I like the M-edge closure on the Executive style but the case isn't real leather. Make that case in real leather with the molded mounting system and they'd have a real winner in my book! And in their usual selection of colors which I like but maybe add a lighter blue and or pink for some that prefer the light colors. I'd get that case in multiple colors with their light that I could use with anyone of them if I needed a light.


----------



## inBOOK (Jun 7, 2011)

*Italiahaircolor:

Great feedback. Your perfect case could be made follows with the possible exception of the embossing:*

I would love, love, love a case that wasn't obstructive or intrusive and held the Kindle in place. I don't love the corner holders.

I would want a navy, distressed real leather cover. Fun colors. Vivid colors.

I would love to have the ability to emboss the cover with my favorite book quotes, or sayings to make it personal.

Anyone know of any companies who do this sort of thing?

*I will update the boars when we move into custom covers. Likely price would be between $70 and $100.*


----------



## Holly (Mar 8, 2011)

"I will update the boars when we move into custom covers. Likely price would be between $70 and $100."
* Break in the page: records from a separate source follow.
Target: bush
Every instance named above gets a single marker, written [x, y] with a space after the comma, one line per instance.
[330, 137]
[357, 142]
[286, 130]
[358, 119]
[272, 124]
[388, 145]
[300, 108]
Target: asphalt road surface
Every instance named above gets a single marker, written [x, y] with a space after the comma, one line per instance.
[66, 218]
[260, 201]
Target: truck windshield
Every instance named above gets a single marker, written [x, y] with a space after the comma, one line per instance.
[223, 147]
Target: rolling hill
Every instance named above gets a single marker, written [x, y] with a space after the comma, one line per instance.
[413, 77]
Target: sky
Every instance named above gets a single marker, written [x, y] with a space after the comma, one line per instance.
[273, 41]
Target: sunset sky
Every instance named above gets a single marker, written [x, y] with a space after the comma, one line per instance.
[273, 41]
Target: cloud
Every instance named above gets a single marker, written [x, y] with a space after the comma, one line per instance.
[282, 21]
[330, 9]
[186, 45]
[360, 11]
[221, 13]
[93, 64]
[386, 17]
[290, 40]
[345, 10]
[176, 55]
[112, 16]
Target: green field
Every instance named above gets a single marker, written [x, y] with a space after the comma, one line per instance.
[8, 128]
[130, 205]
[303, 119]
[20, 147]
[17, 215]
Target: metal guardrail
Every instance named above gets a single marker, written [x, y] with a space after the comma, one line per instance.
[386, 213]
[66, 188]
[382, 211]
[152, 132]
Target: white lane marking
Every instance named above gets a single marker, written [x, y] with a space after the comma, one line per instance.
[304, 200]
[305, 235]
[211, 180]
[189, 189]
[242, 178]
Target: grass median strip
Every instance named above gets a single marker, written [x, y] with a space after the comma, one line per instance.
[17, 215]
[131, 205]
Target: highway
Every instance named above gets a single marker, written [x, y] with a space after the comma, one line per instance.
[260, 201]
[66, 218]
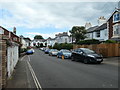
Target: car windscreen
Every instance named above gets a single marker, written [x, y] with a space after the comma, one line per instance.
[88, 51]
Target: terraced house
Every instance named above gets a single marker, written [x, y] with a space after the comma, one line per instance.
[113, 24]
[9, 43]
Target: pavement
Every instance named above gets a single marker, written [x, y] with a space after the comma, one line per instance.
[22, 78]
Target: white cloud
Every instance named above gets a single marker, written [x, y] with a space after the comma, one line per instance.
[32, 34]
[59, 0]
[44, 14]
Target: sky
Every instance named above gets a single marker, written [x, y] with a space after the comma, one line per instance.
[47, 18]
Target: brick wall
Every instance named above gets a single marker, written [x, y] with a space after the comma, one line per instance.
[4, 63]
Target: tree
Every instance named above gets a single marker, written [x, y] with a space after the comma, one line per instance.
[38, 37]
[78, 32]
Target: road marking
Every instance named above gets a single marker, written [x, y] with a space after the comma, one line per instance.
[34, 76]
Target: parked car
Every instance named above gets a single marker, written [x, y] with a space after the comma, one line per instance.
[47, 51]
[86, 55]
[64, 54]
[30, 51]
[53, 52]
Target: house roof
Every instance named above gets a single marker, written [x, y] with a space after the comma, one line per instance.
[103, 26]
[91, 29]
[115, 10]
[62, 34]
[27, 39]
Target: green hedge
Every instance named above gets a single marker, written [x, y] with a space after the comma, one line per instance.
[63, 46]
[88, 42]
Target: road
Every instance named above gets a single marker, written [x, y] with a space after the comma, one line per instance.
[52, 72]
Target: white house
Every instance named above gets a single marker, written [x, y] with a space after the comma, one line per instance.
[63, 38]
[23, 42]
[51, 41]
[113, 24]
[37, 42]
[99, 32]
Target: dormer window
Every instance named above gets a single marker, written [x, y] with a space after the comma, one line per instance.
[116, 17]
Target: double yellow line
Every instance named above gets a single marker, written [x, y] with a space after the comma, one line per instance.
[38, 86]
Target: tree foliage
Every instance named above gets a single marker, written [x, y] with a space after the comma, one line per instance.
[78, 32]
[63, 46]
[38, 37]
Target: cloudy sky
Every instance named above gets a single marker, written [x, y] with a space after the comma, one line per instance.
[48, 18]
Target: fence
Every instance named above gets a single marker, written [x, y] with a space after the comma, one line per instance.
[107, 50]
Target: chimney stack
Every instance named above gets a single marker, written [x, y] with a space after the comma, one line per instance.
[14, 30]
[101, 20]
[88, 25]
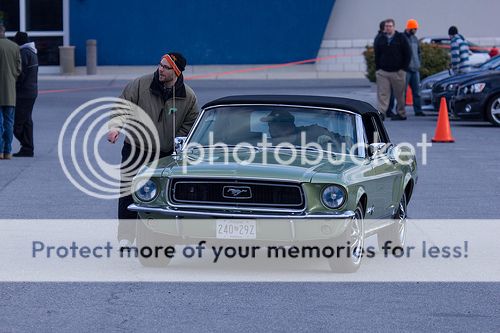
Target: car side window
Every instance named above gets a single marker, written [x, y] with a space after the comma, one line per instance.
[373, 132]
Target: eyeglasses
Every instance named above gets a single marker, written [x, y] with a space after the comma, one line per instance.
[165, 66]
I do hope you mean to have said *boards*. LOL


----------



## QuantumIguana (Dec 29, 2010)

My ideal display would have solar panels built into the case for recharging. It would also be rugged, so you could step on it without cracking the display (props to the kevlar comment above). It would be a plain leather or leather-look case. I don't want my case to attract too much attention, let people think it is just a paper tablet inside. It could also have a light.


----------



## inBOOK (Jun 7, 2011)

Hmmm QuantumIguana you've just described inBOOK!. Step on protection and hide in plain sight security...photos above or here....http://kck.st/mFu95F


----------



## Myrindyl (Jun 19, 2011)

My perfect Kindle cover would be one of the top hinged stand styles in leather, with customizeable embossing and dying (not enough green stand covers out there in my opinion ), a built-in light, and solar charge capacity built in.


----------



## buyonamazon (Jun 19, 2011)

QuantumIguana said:


> My ideal display would have solar panels built into the case for recharging. It would also be rugged, so you could step on it without cracking the display (props to the kevlar comment above). It would be a plain leather or leather-look case. I don't want my case to attract too much attention, let people think it is just a paper tablet inside. It could also have a light.


Mine would have t







o be similar. For closing the case I would want to have a drawstring to make it look like a moleskin sketchbook.  I'm artsy, what can I say?


----------